We teach our ELA kids good “active reading” techniques, like asking questions and making comments as they read, things that good readers do automatically. The more compelling the text, the better the questions and comments and make kids want to read on and care about literature and discuss the issues in the novels we read, which helps put teacher and student on the same team.
Touzel Hansuvadha
June 26, 2010 - 9:48 pm -@Anne
>>”I’ve been having that same issue with the IMP curriculum in my classroom. Is it project based? yep. Do we have a big central problem we’re trying to solve? sure. Do the students care/ Are they invested? Not really.”
@Alex
>>”Kids are pretty smart, they can sense the genuine relevance versus the fabricated one (really, when are you going to hide in an orchard and need to know the radius of the trees that blocks the line of sight???)”
Can you explain how the Orchard Hideout problem and other problem-based curricula (I’m only familiar with IMP) are different than Dan’s dental floss problem? Both are miles better than traditional problems. Both allow kids to guess intuitively (I’m thinking especially of IMP units like Pit and the Pendulum and The Game of Pig).
I suppose it differs according to Dan’s second criterion (“the student doesn’t need the teacher to verify the answer”), but by how much? When Dan teaches that lesson, he’s not just going to sit back at his desk and wait for the kids to verify the answer.

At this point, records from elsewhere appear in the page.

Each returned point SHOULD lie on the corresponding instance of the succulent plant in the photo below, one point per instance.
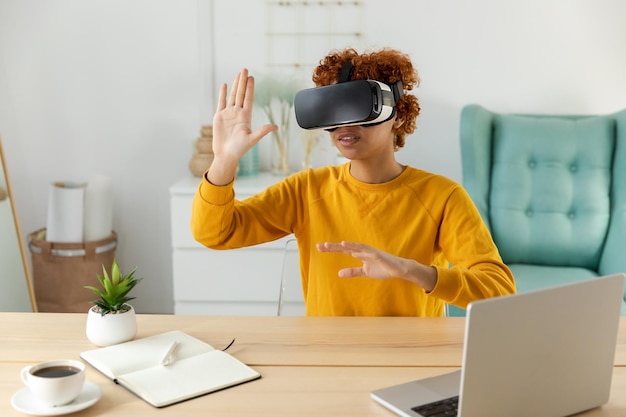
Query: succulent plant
(115, 289)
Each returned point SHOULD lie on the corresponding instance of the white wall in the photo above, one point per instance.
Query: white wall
(121, 87)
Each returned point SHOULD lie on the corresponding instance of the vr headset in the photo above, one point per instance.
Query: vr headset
(347, 103)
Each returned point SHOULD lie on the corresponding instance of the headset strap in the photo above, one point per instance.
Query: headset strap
(345, 72)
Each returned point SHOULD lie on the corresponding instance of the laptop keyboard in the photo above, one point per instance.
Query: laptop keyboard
(442, 408)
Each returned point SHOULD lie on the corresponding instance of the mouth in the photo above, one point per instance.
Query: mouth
(347, 139)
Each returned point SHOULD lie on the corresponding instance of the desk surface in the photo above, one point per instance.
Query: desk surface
(310, 366)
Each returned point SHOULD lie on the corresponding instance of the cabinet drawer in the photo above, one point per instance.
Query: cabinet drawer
(248, 274)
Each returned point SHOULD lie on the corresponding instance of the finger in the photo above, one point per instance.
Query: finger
(241, 88)
(248, 102)
(350, 272)
(221, 104)
(233, 90)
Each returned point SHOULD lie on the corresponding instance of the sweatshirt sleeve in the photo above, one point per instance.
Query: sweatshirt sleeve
(476, 269)
(219, 221)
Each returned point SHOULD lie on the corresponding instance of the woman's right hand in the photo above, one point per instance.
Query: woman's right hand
(232, 128)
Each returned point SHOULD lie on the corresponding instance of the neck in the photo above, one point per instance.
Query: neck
(375, 173)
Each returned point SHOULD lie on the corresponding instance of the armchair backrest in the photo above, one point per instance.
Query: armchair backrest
(552, 189)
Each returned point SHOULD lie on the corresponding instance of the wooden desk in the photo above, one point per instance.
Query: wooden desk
(310, 366)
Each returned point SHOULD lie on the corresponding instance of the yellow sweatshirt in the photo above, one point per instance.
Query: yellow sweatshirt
(417, 215)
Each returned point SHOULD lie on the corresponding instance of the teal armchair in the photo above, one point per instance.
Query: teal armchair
(552, 190)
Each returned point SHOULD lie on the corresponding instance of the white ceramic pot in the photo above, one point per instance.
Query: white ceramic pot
(111, 329)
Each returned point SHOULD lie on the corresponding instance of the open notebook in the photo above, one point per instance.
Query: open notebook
(195, 369)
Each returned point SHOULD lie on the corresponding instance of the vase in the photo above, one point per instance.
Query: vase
(112, 328)
(279, 157)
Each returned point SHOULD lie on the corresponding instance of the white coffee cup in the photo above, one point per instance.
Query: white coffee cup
(55, 383)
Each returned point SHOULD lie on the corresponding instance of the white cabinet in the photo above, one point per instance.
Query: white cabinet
(233, 282)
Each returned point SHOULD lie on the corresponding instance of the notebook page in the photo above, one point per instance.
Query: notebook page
(188, 378)
(147, 352)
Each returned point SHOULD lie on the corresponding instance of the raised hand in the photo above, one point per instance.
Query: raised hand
(232, 128)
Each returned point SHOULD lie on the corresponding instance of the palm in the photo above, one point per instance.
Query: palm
(232, 124)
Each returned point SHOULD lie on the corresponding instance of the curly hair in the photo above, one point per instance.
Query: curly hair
(387, 66)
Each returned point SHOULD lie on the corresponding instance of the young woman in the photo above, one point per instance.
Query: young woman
(375, 237)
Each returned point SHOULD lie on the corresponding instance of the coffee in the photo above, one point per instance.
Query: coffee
(56, 371)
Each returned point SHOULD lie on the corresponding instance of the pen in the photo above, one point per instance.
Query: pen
(167, 359)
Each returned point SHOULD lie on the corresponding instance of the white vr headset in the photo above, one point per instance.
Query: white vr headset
(347, 103)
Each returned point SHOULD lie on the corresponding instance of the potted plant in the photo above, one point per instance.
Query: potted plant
(112, 320)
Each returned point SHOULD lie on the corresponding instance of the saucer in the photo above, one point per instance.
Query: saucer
(23, 401)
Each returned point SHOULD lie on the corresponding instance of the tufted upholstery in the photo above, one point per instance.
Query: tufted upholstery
(552, 190)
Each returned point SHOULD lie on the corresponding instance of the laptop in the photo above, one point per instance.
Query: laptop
(543, 353)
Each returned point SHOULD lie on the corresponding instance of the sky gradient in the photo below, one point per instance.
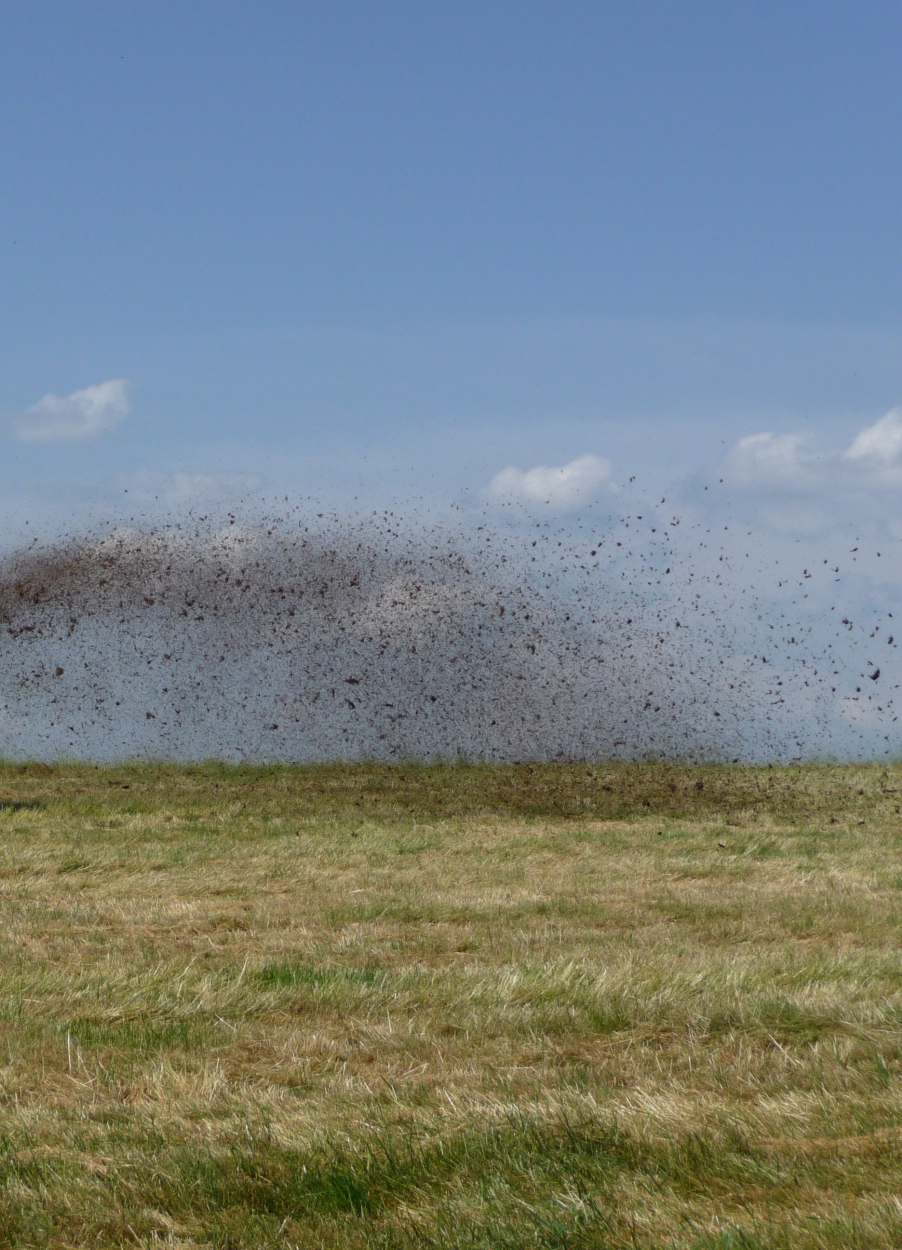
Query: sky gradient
(374, 254)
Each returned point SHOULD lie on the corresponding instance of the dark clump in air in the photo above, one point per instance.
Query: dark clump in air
(301, 638)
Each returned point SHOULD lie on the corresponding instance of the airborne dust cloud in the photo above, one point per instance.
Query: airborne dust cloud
(314, 636)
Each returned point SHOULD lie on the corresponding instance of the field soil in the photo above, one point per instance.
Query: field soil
(610, 1008)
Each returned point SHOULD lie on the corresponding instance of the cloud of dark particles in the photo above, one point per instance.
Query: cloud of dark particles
(301, 636)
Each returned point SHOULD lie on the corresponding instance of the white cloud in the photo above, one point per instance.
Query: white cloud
(878, 445)
(770, 460)
(84, 414)
(565, 486)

He’s going to ask questions, prod for explanations, ask for generalizations, and scaffold for students that need help (without lowering the cognitive demand). The same happens in IMP. Both are student-centered. Both offer rich problems, with multiple-entry points.
I agree with Anne in that the IMP curriculum is amazing. I also agree with you in that it’s not directly relevant to their
everyday lives. But does it need to be? I think there’s as much rich math that is completely irrelevant to their daily lives (like the orchard hideout problem) as their is contrived math that *tries* to be relevant.
Mimi
July 6, 2010 - 8:04 am -By the way, a cute picture for the WCYDWT category: http://wildammo.com/wp-content/uploads/2010/04/4349098831_aa94049cf5_b-675×450.jpg
From http://wildammo.com/2010/04/06/what-stormtroopers-do-on-their-day-off-part-2/ .
MWZ
August 5, 2010 - 4:17 pm -I have been teaching IMP for 5 years and I like how Mike Schmocker describes this type of curriclulum…”The Crayola Curriculum.” It dumbs down some concepts and teaches other concepts that are beyond the students’ training. It wastes valuable class time with projects and POWs that are not relevant to the the unit that it’s in. Traditional math also is lame. There must be something that balances the rigors of the traditional approach with the ideas of that students need to be engaged.
Alex
September 5, 2010 - 7:53 pm -@ Touzel – the difference, as I see it, is that kids will NEVER hideout in an orchard waiting to see how long until it becomes a true hideout.